# Pre-train 5 CNN layers on CIFAR10
Author: Gabriel Kressin Palacios

[this notebook is not needed if you have the model already]

Pre-train a CNN with following properties:
- 100 Epochs on [cifar10](https://www.cs.toronto.edu/~kriz/cifar.html)
(Krizhevsky 2009)
- 5 convolutional layers with
  - 16,32,64,128,256 output Channels respectively
  - padding of 1
  - with bias
  - a stride of 1, 2, 2, 2, 2
  - a kernel size of 3
  - a BatchNormalization after each convolution
  - a ReLU nonlinearity after each convolution


This is to make our approach comparable to other approaches
(van de Ven et al. 2020, Vogelstein et al. 2021)

#### Imports

In [1]:
%matplotlib inline

import torch
import torch.nn as nn
import torch.optim as optim
import torch.nn.functional as F
import torchvision.models as models
import torchvision.datasets as datasets
import torchvision.transforms as transforms
from torch.utils.data import DataLoader

import matplotlib.pyplot as plt
import numpy as np

import random
import math
import time
import copy
import itertools

In [2]:
BATCH_SIZE = 256
N_EPOCHS = 100
LEARNING_RATE = 0.0001
BETAS = (0.9, 0.999)
CONFIG = {
    "dataset": "cifar10",
    "img_size": 32,
    "n_labels": 10,
    "channels": 3,
}

#### ConvLayers

In [3]:
class ConvLayers(nn.Module):
    """ Contains 5 Convolutional Layers """

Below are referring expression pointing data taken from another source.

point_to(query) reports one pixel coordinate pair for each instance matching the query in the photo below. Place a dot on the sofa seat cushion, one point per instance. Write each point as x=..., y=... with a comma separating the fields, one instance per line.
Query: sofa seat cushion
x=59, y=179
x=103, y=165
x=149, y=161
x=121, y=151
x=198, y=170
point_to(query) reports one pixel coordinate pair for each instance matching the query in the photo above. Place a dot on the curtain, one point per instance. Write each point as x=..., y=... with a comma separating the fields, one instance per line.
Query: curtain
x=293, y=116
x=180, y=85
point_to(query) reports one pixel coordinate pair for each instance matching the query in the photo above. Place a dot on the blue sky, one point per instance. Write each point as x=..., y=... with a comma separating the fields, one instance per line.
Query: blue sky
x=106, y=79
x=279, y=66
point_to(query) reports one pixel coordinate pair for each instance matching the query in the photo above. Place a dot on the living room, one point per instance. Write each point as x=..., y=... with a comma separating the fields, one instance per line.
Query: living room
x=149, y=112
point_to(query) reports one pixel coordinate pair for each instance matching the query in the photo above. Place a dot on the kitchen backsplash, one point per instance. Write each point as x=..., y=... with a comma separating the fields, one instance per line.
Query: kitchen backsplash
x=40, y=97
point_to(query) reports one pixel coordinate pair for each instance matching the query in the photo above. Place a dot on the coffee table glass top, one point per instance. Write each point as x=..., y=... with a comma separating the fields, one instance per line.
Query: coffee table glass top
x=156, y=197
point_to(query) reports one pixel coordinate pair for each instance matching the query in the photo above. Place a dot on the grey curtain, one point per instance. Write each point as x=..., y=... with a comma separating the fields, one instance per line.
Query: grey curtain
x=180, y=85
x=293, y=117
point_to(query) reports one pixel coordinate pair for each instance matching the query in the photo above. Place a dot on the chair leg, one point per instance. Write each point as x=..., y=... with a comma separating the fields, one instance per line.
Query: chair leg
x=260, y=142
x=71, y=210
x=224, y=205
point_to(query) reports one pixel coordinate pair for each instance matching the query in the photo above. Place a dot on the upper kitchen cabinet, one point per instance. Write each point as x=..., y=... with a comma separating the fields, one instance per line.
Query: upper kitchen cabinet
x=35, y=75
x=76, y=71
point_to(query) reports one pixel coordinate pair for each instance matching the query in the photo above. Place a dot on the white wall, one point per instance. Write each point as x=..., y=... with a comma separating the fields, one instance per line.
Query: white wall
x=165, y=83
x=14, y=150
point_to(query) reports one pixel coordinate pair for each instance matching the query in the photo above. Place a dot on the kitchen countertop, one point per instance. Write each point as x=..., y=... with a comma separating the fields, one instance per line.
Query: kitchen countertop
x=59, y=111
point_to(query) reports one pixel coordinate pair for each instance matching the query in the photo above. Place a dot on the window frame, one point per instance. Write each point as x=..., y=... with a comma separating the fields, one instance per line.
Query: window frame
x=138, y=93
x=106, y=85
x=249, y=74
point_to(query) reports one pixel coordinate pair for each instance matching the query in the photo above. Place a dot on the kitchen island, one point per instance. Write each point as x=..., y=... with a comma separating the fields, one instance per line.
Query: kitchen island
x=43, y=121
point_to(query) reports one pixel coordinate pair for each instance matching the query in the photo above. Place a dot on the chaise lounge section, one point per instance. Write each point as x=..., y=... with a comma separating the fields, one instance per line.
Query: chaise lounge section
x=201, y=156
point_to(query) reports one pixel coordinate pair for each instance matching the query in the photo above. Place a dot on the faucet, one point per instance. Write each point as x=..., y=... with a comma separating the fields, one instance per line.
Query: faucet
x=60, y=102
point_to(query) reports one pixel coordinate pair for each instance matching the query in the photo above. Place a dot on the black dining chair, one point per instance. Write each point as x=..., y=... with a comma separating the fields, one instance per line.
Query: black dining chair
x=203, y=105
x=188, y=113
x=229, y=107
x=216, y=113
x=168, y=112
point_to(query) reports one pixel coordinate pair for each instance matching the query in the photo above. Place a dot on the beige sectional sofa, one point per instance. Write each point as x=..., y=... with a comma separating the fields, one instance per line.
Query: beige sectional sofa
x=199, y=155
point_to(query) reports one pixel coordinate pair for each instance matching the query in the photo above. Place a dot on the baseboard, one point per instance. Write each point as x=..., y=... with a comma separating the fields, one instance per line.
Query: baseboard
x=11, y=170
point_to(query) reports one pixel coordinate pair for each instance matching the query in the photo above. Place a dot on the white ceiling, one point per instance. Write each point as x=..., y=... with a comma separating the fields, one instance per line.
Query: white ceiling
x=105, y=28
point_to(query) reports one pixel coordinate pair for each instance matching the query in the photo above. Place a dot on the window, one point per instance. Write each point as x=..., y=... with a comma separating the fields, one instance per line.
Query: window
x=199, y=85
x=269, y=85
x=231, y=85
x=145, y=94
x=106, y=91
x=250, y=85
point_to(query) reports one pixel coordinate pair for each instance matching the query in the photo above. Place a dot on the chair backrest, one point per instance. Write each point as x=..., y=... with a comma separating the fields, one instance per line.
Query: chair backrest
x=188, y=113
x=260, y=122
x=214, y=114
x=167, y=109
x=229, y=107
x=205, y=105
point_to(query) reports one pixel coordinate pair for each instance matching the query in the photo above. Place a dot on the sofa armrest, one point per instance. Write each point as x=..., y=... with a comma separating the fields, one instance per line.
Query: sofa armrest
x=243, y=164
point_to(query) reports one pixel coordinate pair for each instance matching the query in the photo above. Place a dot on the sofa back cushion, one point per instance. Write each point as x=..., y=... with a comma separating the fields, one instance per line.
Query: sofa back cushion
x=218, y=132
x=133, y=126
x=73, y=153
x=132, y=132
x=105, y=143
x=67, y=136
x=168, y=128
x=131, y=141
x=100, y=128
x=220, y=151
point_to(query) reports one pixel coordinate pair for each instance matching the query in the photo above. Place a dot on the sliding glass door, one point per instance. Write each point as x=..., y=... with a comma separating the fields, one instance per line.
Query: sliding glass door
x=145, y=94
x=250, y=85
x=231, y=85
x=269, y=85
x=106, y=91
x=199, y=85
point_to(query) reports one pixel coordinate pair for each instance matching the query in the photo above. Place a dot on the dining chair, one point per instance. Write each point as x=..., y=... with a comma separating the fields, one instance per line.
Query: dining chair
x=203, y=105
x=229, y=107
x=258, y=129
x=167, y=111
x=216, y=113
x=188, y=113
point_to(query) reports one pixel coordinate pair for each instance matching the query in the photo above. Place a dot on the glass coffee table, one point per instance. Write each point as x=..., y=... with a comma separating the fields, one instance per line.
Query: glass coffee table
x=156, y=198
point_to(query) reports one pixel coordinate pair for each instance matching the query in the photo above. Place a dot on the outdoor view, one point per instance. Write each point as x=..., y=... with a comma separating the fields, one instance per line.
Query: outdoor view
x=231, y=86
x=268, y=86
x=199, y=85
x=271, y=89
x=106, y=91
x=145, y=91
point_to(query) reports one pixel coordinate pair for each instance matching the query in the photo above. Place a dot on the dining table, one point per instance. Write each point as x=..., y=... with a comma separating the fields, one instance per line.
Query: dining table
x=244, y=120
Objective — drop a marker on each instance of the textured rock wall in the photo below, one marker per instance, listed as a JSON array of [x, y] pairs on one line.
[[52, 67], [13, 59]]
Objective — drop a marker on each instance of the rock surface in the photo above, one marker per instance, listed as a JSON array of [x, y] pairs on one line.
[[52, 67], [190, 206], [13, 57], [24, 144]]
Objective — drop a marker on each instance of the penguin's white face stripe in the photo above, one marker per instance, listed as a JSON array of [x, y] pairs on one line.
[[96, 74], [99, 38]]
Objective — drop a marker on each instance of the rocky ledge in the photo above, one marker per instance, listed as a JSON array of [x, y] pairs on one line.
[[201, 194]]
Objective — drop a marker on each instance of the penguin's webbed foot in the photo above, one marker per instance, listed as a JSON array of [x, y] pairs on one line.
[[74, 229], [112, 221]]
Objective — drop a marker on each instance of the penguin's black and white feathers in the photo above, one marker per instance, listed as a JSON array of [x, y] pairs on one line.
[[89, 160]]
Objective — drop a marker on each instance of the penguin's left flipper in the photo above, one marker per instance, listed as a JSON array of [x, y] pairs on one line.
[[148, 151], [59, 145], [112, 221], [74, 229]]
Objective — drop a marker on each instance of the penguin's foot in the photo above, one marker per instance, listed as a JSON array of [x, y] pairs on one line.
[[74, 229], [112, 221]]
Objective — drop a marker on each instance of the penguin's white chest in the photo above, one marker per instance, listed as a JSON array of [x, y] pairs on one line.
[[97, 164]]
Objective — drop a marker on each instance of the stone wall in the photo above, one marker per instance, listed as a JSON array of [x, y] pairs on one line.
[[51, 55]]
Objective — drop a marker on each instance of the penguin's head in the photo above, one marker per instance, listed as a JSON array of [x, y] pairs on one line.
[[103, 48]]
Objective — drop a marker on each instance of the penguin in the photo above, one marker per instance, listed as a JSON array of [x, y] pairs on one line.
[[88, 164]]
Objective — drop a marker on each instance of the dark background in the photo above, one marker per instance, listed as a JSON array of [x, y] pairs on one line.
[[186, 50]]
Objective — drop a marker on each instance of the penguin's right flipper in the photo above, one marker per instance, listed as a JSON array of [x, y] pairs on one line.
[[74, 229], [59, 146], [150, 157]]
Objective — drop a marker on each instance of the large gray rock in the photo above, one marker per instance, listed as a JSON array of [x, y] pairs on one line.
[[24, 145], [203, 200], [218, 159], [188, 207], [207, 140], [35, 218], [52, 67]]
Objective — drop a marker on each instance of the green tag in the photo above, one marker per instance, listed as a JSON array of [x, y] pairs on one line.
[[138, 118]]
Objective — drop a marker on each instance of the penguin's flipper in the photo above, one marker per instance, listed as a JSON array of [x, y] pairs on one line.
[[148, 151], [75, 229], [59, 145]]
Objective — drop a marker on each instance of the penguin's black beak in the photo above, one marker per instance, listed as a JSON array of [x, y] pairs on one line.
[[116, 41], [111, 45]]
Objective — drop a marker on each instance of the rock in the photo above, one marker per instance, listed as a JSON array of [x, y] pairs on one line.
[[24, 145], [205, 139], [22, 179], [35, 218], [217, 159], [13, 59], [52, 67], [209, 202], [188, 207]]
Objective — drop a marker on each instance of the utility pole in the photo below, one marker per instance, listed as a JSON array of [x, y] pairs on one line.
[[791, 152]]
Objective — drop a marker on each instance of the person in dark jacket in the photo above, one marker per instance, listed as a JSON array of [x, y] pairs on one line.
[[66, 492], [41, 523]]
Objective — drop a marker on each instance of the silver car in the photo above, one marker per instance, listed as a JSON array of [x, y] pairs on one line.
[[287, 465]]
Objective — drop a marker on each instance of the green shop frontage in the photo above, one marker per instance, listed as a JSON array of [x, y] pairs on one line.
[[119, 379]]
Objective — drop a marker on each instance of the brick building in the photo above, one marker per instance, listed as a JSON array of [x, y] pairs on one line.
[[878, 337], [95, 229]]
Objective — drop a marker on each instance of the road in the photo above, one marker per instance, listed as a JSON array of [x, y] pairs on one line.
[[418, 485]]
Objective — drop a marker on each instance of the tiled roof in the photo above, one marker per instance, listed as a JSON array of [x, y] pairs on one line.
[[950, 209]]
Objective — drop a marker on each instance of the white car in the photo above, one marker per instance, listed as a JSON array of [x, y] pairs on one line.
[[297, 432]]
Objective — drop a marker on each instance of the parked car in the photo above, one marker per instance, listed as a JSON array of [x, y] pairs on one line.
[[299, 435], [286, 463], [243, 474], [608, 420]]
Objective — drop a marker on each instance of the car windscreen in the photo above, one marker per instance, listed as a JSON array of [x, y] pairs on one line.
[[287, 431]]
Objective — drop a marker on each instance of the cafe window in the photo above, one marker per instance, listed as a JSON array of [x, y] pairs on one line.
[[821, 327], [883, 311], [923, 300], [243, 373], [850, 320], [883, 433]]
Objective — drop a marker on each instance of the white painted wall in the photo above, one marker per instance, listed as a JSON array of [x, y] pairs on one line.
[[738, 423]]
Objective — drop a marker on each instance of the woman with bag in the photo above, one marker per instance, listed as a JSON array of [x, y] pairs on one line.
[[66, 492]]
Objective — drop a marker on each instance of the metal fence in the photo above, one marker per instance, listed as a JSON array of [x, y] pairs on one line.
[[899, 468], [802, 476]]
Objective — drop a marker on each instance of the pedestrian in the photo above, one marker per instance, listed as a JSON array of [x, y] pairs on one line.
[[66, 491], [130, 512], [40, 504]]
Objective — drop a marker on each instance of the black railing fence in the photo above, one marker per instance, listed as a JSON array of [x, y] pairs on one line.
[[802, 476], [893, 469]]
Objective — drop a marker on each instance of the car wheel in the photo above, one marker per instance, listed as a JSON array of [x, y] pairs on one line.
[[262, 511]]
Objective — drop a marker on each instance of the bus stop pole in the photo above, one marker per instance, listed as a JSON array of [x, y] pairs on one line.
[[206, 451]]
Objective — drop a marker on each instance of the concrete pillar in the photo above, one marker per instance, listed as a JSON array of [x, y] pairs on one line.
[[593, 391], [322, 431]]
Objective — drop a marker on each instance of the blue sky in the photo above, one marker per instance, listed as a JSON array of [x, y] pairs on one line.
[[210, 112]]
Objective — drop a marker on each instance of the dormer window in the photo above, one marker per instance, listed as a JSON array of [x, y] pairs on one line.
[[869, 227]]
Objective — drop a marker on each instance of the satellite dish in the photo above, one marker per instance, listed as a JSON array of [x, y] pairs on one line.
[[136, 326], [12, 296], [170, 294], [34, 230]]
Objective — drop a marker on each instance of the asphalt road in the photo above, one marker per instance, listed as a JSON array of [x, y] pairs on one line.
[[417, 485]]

    def __init__(self, in_channels, img_size):
        """
        Creates 5 conv layers with batchnorm and ReLU activation
        Parameters
        ----------
        in_channels: int
            Amount of channels the input data has
        img_size: int
            Amount of pixels in one axis
        """
        super(ConvLayers, self).__init__()

        list_out_channels = [16,32,64,128,256]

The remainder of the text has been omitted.